Compiuto questo macabro ma teatrale gesto, Ghino tornò a compiere scorribande in val d'Orcia, continuando ad alimentare attorno a sé un alone leggendario di fiero ed imbattibile guerriero. È in questo periodo che si colloca l'altro fatto che riportò Ghino alla ribalta letteraria. Boccaccio, nella II novella del X giorno del Decameron, parla del trattamento che Ghino di Tacco riservò all'abate di Cluny. Questi, nel viaggio di ritorno da Roma dopo aver portato al papa Bonifacio VIII il frutto della riscossione dei crediti della Chiesa francese, decise di curare il suo mal di fegato e stomaco (dovuto ai bagordi romani) con le acque termali di San Casciano dei Bagni, già allora nota stazione termale. Ghino, saputo dell'arrivo dell'importante e ricco abate, organizzò l'imboscata e lo rapì, senza causargli alcun male. Ghino rinchiuse l'abate nella sua torre della rocca di Radicofani, nutrendolo solo a pane, fave secche e vernaccia di Corniglia. Questa dieta fece miracolosamente passare il mal di stomaco all'abate, il quale convinse il papa a perdonare Ghino di Tacco per l'assassinio del giudice Benincasa, nominandolo addirittura Cavaliere di San Giovanni e Friere dell'ospedale di Santo Spirito, facendolo benvolere anche da Siena.

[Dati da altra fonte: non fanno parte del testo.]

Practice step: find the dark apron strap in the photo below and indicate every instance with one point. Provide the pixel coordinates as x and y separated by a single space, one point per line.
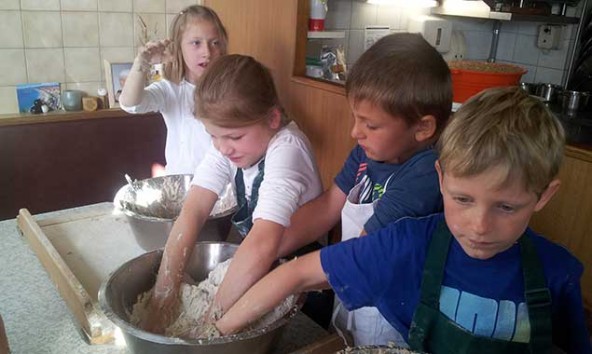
243 218
538 298
430 328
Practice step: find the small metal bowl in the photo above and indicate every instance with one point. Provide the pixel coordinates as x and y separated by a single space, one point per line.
120 291
152 205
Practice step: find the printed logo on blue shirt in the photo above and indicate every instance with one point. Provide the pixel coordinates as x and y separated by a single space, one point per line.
485 317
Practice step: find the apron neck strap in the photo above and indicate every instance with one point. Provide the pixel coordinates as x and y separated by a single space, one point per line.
538 298
536 293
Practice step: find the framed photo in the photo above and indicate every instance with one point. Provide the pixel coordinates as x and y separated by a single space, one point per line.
115 76
38 97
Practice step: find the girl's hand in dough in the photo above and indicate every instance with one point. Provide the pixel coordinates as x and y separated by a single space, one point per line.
161 314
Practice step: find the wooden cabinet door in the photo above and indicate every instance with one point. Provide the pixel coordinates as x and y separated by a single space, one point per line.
567 218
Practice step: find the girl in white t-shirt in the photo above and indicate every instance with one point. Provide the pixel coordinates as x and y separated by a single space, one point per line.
197 38
269 161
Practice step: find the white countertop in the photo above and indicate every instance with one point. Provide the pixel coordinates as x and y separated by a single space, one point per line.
37 319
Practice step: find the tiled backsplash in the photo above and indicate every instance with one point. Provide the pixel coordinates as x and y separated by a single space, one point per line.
517 41
67 40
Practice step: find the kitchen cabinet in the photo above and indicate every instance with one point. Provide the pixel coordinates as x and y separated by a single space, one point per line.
566 219
275 32
279 39
58 161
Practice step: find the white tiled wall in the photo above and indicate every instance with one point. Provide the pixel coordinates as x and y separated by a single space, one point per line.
67 40
517 42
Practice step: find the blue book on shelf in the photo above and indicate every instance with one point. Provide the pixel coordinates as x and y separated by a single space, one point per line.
31 97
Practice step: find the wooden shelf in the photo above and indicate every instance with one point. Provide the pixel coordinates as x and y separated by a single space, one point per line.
326 34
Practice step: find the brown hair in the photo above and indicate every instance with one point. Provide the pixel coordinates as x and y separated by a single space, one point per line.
175 70
405 76
504 127
236 91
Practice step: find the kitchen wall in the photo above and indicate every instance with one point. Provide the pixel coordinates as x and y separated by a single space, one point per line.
517 42
67 40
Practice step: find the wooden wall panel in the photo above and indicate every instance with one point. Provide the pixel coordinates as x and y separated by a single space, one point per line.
325 117
567 218
58 165
264 29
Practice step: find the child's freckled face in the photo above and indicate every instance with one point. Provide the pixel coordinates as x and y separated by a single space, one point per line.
382 136
485 215
243 146
200 44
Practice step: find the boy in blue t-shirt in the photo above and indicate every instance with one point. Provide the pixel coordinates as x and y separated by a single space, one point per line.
475 278
400 95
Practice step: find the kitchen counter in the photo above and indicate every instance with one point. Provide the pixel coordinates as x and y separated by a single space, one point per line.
58 116
37 319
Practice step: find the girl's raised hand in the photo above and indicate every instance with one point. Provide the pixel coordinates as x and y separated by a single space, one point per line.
156 52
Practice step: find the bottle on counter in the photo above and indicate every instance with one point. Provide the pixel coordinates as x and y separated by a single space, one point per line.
104 100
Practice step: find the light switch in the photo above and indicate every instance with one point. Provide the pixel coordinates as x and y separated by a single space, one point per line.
549 36
374 33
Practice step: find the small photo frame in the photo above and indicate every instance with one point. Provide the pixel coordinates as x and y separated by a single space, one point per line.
115 76
38 97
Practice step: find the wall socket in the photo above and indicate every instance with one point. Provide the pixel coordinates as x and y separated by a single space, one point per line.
549 36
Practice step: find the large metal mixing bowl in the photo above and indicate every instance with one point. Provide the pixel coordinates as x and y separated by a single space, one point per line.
377 349
120 291
152 205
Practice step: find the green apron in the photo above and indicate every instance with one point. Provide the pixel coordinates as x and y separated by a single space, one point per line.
433 332
243 218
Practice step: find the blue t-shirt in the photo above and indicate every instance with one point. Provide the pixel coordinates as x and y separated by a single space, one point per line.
384 270
412 189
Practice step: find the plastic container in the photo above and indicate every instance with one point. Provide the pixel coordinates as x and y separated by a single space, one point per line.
472 77
318 12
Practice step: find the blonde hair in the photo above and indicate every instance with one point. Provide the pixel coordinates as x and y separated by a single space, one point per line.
175 70
236 91
405 76
504 127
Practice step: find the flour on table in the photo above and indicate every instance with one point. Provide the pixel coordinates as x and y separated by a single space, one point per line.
194 301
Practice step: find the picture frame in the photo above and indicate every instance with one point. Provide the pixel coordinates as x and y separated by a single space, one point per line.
115 75
38 97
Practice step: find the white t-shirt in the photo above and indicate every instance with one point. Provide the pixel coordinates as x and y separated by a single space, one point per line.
291 176
187 140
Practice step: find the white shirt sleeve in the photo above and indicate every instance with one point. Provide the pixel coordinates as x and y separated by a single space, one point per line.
214 172
153 100
291 177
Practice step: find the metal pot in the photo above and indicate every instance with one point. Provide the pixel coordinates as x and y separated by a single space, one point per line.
549 92
120 291
529 88
575 101
152 205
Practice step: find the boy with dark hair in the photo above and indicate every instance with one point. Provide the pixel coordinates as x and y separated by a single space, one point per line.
474 278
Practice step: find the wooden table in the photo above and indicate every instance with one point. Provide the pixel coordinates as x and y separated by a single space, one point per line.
37 317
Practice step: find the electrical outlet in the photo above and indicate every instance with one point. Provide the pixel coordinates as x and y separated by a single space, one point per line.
549 36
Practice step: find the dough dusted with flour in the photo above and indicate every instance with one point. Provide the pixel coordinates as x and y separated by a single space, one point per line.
194 301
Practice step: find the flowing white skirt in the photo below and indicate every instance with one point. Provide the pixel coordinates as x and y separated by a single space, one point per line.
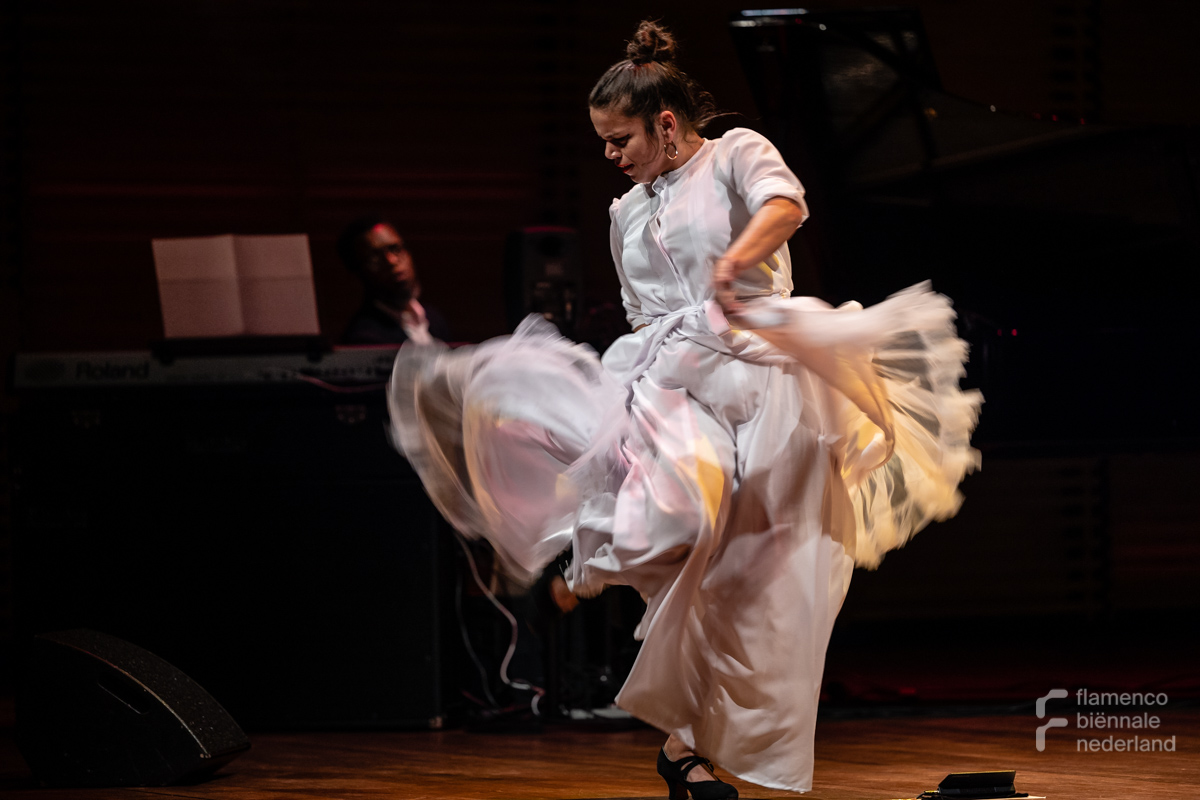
732 477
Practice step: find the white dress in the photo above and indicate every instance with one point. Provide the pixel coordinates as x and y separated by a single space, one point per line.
733 477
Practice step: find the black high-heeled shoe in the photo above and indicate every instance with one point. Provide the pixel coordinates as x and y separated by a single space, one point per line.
676 775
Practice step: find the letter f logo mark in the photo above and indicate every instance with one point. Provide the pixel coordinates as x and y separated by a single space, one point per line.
1053 722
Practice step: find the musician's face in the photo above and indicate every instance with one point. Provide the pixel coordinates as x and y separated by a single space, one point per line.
387 263
629 146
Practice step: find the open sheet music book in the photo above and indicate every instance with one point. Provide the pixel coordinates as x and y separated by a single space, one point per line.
235 286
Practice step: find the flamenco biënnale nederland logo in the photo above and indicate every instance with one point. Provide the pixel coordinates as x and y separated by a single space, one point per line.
1109 722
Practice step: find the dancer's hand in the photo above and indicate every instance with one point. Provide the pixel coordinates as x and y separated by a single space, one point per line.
724 272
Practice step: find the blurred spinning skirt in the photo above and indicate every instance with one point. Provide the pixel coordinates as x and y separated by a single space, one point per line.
733 477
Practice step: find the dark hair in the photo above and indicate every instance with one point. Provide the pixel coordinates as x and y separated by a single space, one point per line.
348 241
648 82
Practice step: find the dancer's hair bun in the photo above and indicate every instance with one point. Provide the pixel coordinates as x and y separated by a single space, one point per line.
651 43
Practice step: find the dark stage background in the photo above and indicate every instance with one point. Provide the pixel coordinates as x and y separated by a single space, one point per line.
1073 262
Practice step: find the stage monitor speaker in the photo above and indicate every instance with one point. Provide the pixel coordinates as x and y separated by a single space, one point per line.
94 710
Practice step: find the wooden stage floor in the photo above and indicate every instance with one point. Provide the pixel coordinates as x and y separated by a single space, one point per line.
875 758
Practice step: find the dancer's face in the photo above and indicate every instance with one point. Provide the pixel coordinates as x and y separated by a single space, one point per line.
630 148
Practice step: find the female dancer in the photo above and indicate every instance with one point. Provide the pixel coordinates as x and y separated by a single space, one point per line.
732 477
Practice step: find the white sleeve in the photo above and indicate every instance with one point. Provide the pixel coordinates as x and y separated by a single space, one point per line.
628 296
756 172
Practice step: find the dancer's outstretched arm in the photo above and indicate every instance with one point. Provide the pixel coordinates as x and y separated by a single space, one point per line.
767 230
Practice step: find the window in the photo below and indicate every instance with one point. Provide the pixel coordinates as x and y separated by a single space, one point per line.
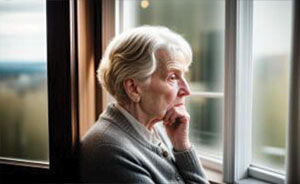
253 89
23 81
57 47
202 23
272 24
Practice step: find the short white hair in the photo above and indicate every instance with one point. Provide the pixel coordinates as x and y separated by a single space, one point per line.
132 54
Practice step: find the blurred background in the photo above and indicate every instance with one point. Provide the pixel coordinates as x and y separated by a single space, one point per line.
23 80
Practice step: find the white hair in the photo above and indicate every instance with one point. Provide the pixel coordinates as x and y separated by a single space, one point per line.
132 54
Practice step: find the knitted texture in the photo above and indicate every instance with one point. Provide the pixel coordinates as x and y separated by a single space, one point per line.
114 152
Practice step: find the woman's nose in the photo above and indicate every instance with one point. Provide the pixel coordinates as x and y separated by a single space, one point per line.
184 89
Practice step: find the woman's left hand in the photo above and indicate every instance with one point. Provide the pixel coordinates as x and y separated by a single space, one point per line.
176 122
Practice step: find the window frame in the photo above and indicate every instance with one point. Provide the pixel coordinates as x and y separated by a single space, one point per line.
237 155
62 102
238 166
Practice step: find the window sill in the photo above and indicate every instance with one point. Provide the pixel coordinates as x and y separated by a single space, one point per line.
251 181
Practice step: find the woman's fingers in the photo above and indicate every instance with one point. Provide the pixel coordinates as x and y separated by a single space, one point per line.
175 113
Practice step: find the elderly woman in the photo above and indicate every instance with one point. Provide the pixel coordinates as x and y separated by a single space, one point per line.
144 136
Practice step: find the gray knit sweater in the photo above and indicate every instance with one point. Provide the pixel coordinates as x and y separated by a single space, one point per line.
113 152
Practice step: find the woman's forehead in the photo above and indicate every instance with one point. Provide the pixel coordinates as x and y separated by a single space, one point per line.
177 61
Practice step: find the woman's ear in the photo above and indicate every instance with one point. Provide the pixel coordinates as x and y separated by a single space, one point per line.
132 89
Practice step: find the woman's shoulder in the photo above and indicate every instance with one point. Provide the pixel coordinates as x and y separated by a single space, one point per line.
105 133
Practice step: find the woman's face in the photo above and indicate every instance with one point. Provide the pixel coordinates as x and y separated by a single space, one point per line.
167 87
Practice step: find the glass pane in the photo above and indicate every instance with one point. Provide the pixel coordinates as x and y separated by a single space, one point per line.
206 125
202 23
23 80
271 53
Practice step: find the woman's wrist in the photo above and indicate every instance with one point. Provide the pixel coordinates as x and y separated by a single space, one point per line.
182 146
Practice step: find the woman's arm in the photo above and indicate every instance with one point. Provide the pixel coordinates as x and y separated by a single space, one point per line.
111 164
176 123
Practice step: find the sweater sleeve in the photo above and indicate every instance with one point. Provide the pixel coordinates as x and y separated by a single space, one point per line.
115 166
189 166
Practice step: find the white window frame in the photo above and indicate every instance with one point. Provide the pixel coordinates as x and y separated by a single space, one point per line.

Un episodio simile viene narrato in una novella quattrocentesca di san Bernardino da Siena. Ghinasso incontra «uno abbate grasso grasso», diretto al Bagno di Petriuolo al fine di dimagrire e guarire dal mal di stomaco. Dopo averlo preso in custodia, lo tiene alcuni giorni rinchiuso, dandogli solo fave e acqua fresca per i primi tre giorni. Successivamente aumenta la razione con del pane secco. Dopo la cura l'abate è guarito: Ghinasso lo interroga sulla cifra che avrebbe speso ai bagni e chiede al religioso la somma. L'abate, giunto a Roma, raccomanda Ghinasso a tutti coloro che abbiano un problema simile al suo.[2]
Alcuni storici[senza fonte] ritengono che Ghino sia morto a Roma. Secondo altri[senza fonte], invece, a seguito del perdono papale e quello senese, Ghino di Tacco non dovette più nascondersi e darsi alla macchia ma, da «gentiluomo» qual era, si dedicò agli altri, tanto che, nel secondo ventennio del XIV secolo, morì assassinato cercando di sedare una rissa fra fanti e contadini scoppiata a Sinalunga, a soli due chilometri dal suo luogo di nascita. Tra quelli che ritengono che Ghino sia morto a Sinalunga vi è Benvenuto da Imola, ritenuto abbastanza attendibile perché quasi coevo di Ghino, del quale diceva, tra l'altro, che non fu infame come alcuni scrivono... ma fu uomo mirabile, grande, vigoroso, contribuendo all'opera di riabilitazione del personaggio, già iniziata da Dante prima e Boccaccio poi.